Most Lenten reflections center on fasting or abstinence along with prayer and almsgiving. However, the word “repent” in our English bibles translates the Greek word “Metanoiate” which most literally summons us “to change (meta) the way we think (noiate).” With this in mind, I would like to post some articles this Lent that help us to think of and see things differently, and in a more helpful way.
Family life is so central to our experience and moral life that I begin by offering a humble picture of it that emphasizes its somewhat tumultuous quality. As we well know, family life can be wonderful, but it can also be challenging and even terrible at times. We can choose our friends, but seldom can we choose our family. Family is assigned by God and thus, we do well to understand that what we want is not always the same as what we need.

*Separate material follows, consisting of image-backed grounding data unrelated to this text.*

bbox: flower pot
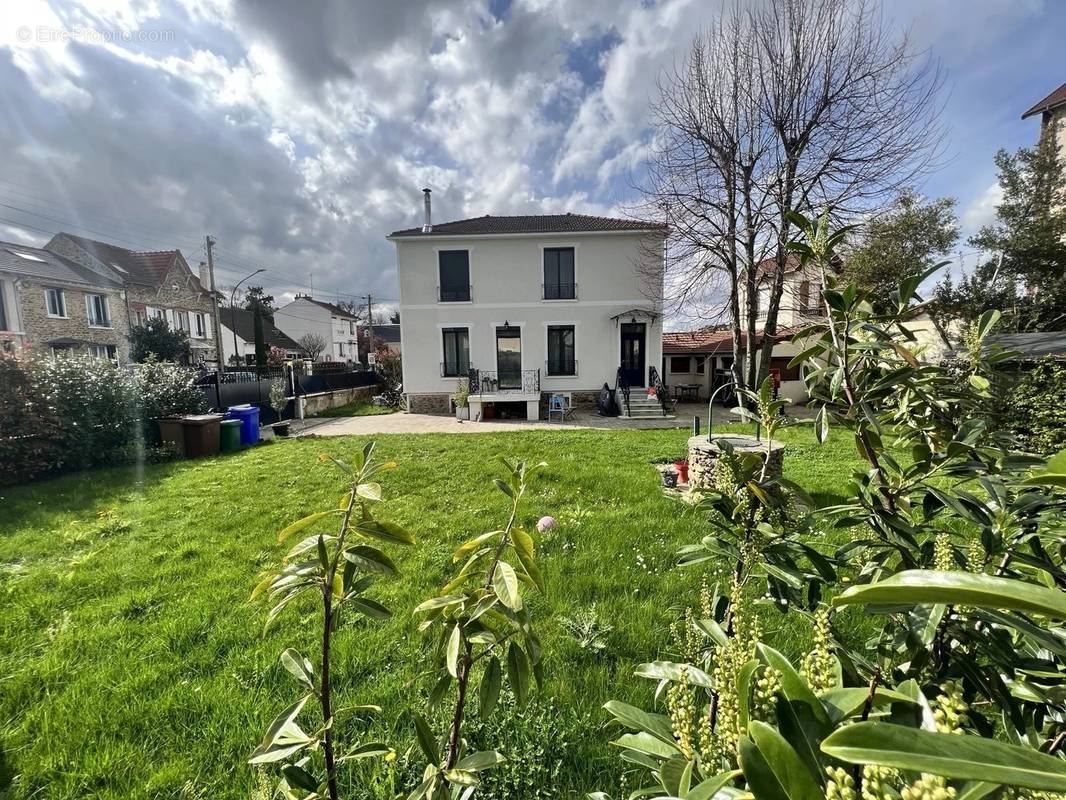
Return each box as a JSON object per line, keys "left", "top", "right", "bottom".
{"left": 456, "top": 405, "right": 470, "bottom": 421}
{"left": 274, "top": 421, "right": 291, "bottom": 437}
{"left": 260, "top": 425, "right": 275, "bottom": 441}
{"left": 674, "top": 460, "right": 689, "bottom": 484}
{"left": 662, "top": 470, "right": 678, "bottom": 488}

Family members have a way way of keeping us humble. Siblings, especially, are ever present to remind us that we are not all we are “not all that” and that life isn’t just about us. Sadly today, many people have few, if any, siblings and this factor tends to produce a lot more narcissism and idiosyncrasy. But oh, for a few siblings to keep you humble! Parents too can humble us and also encourage us, they can edify us and also cause deep pain. Add to the mix cousins and in-laws of every sort and the mix becomes quite a show. Our families can have all the glory, and all the gorey. Among us there are saints and there are aint’s; there are the mighty oaks of legendary renown and more than a few nuts falling from the same family tree. Ah family, can’t live with it, can’t live without it.
This Lent we do well to ponder however that even the difficult and trying aspects of family life have a way of helping us. Somehow it all reminds me of a rock tumbler.
Indeed, when I was a kid there was a school geology kit that included a “rock-tumbler” which was meant to teach us how stones can go from being jagged and drab to being smooth, polished and even colorful. It was a round drum that looked a bit link a cement mixer. Throw in some rocks and various sorts of sand and run it for a few weeks and, shazam, the rocks came out looking beautiful, almost like gems or marble.
And this is all a paradigm or image for family life. We are the rocks and the tumbler represents life with all its twists and turns. The sand is the tuff grit that comes from living in a world that has its fair weather but overall, is a kind of sandstorm of trials and tumult, tensions and disagreements. And so the world turns and we, especially in our families, bump up against each other and face the often-abrasive sands of life. But through it all, our rough edges are chipped away, the sands cause a polish to emerge on each of us. The process is harsh and gorey, but at the end, someone beautiful emerges: the very man or woman God has created us to be. We begin as diamonds in the rough or coarse stones and come forth as beautiful jewels, polished and lightesome.
Hence, even the less desirable aspects of life can ultimately be a blessing for us. Scripture says that “All things work together for good to those who trust the Lord and are called according to His purposes.” (Rom 8:28) So, in marriages, families and parishes, the rough and tumble of human interactions is often permitted by God to smooth us, polish us and beautify us.
This is not to sanctify every problem in family life. There is some abuse that is simply evil and should in no way be considered part of the rough and tumble that helps perfect us.
But in Lent, we do well to see beyond the annoyances of life and the tensions of family, to the greater purposes of God who permits such things for our good. A little less resentment and a lot more acceptance is a good lenten theme.
Metanoiate! Think differently this Lent about the ups and downs of Family life. Thank God even for those gifts in strange packages.